State senator who is member of Oglala Lakota Tribe is chosen for ‘courage’ award from Standing Bear group

LINCOLN — State Sen. Tom Brewer of Gordon, a member of the Oglala Lakota Tribe, is being honored for his involvement in several Native American initiatives.
The Chief Standing Bear Project has chosen Brewer for its annual “Prize for Courage” to be awarded during a banquet on Indigenous People’s Day, Oct. 9, in Lincoln.
Larry Dwyer, a board member of the Project and an author who has written about Standing Bear, said that Brewer has been a “great leader” on Native American causes during his seven years in the Nebraska Legislature.

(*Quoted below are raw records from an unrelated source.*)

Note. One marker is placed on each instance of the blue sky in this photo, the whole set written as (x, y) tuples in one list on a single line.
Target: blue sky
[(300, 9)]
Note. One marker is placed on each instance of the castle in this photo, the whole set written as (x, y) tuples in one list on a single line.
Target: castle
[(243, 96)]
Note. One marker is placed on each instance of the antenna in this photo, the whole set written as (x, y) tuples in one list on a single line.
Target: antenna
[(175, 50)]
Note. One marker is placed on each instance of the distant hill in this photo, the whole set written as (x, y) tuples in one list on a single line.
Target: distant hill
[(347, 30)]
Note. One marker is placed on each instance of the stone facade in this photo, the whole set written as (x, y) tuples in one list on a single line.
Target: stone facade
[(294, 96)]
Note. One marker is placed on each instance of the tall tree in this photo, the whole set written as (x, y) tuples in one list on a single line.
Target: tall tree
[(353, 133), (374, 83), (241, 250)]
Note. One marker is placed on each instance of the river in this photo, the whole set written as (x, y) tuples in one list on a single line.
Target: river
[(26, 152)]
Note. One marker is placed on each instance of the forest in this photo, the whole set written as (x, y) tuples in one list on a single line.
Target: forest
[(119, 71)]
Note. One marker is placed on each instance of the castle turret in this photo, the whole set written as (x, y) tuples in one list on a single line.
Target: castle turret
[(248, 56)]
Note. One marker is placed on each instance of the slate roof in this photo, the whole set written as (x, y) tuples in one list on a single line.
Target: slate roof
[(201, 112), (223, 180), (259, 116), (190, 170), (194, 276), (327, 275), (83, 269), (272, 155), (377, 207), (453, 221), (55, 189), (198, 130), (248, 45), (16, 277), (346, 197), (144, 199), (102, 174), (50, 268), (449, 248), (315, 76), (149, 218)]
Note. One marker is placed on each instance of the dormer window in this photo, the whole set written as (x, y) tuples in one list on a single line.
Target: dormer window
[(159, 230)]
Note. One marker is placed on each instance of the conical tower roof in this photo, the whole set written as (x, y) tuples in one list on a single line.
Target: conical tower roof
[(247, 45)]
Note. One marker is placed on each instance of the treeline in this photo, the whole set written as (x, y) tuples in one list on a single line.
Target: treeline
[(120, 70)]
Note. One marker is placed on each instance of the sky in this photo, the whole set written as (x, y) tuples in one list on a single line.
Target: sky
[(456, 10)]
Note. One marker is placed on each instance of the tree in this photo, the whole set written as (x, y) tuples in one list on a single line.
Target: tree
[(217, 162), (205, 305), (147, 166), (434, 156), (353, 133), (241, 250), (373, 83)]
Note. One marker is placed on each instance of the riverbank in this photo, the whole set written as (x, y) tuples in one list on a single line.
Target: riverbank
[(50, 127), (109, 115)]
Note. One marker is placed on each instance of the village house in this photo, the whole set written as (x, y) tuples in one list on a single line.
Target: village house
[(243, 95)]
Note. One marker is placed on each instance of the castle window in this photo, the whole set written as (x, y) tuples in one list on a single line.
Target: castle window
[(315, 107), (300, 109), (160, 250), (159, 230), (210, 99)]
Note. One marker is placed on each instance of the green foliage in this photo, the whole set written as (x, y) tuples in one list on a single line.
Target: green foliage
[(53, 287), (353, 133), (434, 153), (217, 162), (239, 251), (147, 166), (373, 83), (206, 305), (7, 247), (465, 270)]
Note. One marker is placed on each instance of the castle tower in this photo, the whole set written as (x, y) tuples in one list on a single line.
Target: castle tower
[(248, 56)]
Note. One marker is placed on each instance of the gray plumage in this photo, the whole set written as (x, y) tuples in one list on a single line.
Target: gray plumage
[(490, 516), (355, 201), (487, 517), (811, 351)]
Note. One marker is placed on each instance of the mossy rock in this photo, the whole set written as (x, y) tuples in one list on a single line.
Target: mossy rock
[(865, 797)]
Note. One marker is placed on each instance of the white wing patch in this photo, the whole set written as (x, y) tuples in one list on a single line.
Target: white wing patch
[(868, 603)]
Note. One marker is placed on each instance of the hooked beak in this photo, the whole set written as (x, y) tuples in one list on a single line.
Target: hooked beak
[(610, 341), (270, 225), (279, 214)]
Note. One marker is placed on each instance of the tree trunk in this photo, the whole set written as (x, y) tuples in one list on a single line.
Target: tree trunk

Those efforts include getting a Standing Bear statute installed in the National Statutory Hall at the U.S. Capitol and getting a state office building in Lincoln renamed after the Ponca chief. Brewer also assisted in designating a 22-mile segment of a hike-bike trail south of Beatrice as the “Chief Standing Bear Trail,” to mark the route of the Ponca Tribe when it was removed from its reservation in northeast Nebraska in 1877.
The courage award was established a year ago, when it was given to actor Wes Studi.
Brewer grew up near the Pine Ridge Indian Reservation, graduating from Gordon High School and earning a degree from Doane College.

(Courtesy of Tom Brewer)
He enlisted in the Nebraska National Guard in 1977. During his military career, he served in wars in Iraq and Afghanistan and was wounded twice during deployments, leading to two Purple Hearts, a Bronze Star and the Secretary of Defense medal of freedom.
He also led a military response team following Hurricane Katrina in New Orleans. His team rescued more than 600 people.
Brewer, who is married with two grown children, was first elected to the State Legislature in 2016, then re-elected in 2020.
In the past three years, he has led a contingent of state lawmakers in a climb up Mount Kilimanjaro, and conducted three humanitarian missions to Ukraine.
Tickets for the Chief Standing Bear Project dinner, which will be held at the Lied Center for Performing Arts, are available via the project’s website.
The Chief Standing Bear Project was established to honor the Ponca chief, who some call “the Martin Luther King” of civil rights for Native Americans. Standing Bear famously won a court ruling in 1879 that recognized that Native Americans were “persons” under U.S. law.